今後当社では、この診断結果をもとに、対策工法の選定および対策範囲の決定など、合理的な対策方法をご提案してまいります。
近年、埋立て土砂が岸壁・護岸の隙間から吸い出されることによって、埋立て砂地盤の局部的な陥没・沈下が発生する被害が多くの岸壁・護岸で報告されています。このような被害は、建設から10〜20年以上経過したケーソン式岸壁・護岸等にみられ、その対策が必要とされています。
このような被害箇所において、有効な吸い出し対策を検討するためには、吸い出し箇所と範囲の特定が重要です。従来の調査法としては、地中レーダー法やS波浅層反射法などが用いられています。しかし、一般に吸い出し箇所は地下水面以下に存在することや調査域にはケーソン等の構造物が存在するため、これらの手法では、地下水位以下の調査は対応が困難(地中レーダー)、ケーソン等のコンクリート構造物の影響をうける(S波浅層反射)等、有効な調査法がありませんでした。
今般、ケーソン式岸壁背面地盤を対象に実証実験を実施しました。当該箇所はケーソン目地からの吸い出しにより、背面地盤に陥没が見られ岸壁前面海底部に流出砂が確認されています。対象としたのは、吸い出しを受けている箇所(未対策箇所)と背面地盤を砂杭により締め固めた箇所(健全な箇所)の2箇所です。図1に平面・断面図を示し、図2に当該調査法により得られた比抵抗〜相対密度関係を、図3に未対策箇所と健全な箇所の比抵抗分布を示します。

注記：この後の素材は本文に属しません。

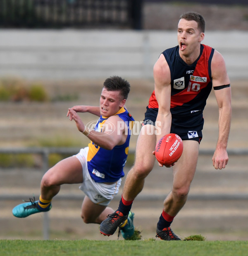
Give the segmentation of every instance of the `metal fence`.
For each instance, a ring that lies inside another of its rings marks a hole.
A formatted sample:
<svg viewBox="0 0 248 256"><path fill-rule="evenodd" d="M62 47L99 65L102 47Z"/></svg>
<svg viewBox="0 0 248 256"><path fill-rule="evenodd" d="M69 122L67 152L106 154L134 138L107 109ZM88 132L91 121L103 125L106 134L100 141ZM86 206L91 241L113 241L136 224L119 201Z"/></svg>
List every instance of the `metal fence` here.
<svg viewBox="0 0 248 256"><path fill-rule="evenodd" d="M2 28L141 28L142 0L0 0Z"/></svg>
<svg viewBox="0 0 248 256"><path fill-rule="evenodd" d="M43 165L41 167L42 169L45 173L48 169L48 159L50 154L52 153L58 153L64 155L74 155L79 152L78 148L1 148L0 149L0 154L39 154L42 156ZM212 155L214 153L213 150L201 150L199 155ZM134 153L134 151L130 150L129 154ZM248 155L248 148L246 149L230 149L228 150L228 154L231 156L243 156L247 158ZM21 194L13 196L13 195L7 196L7 195L0 195L0 200L15 200L23 199L24 195ZM75 195L58 195L56 198L59 200L82 200L81 196L80 197ZM139 196L137 200L163 200L164 195L150 194L145 195ZM248 194L245 193L238 193L233 194L227 192L225 194L193 194L189 196L189 200L245 200L248 199ZM119 200L119 199L115 199ZM50 219L48 213L44 213L43 220L43 236L44 239L48 239L49 238L50 234Z"/></svg>

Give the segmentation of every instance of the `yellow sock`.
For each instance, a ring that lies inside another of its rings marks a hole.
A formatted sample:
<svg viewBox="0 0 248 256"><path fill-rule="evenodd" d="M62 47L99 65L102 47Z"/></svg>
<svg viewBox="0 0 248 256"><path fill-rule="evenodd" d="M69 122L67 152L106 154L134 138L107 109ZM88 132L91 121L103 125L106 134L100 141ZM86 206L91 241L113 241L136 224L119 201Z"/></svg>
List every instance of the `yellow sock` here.
<svg viewBox="0 0 248 256"><path fill-rule="evenodd" d="M43 209L45 209L51 203L51 202L52 202L52 200L44 200L41 198L41 196L40 196L38 204L39 205L39 206Z"/></svg>

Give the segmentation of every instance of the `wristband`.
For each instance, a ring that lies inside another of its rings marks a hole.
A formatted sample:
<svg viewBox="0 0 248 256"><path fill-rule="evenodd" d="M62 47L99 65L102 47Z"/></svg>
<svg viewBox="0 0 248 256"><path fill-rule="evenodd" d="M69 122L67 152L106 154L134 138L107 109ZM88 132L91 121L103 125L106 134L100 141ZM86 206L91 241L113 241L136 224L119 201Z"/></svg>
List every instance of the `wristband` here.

調査結果より、未対策箇所では空洞・ゆるみ箇所の存在が認められ、健全な箇所では空洞・ゆるみ箇所の存在が認められないのがわかります。
図1 平面・断面図(標準断面)
図2 比抵抗〜相対密度関係
図3 比抵抗分布図(25Ωm以下が空洞・ゆるみ域)
<適用実績>
<対策工事実績>
当社では、本調査法を用いて、吸い出しによる空洞・ゆるみ域の範囲・大きさを診断し、この診断結果をもとに、対策工法の選定および対策範囲の決定など合理的な対策方法をご提案してまいります。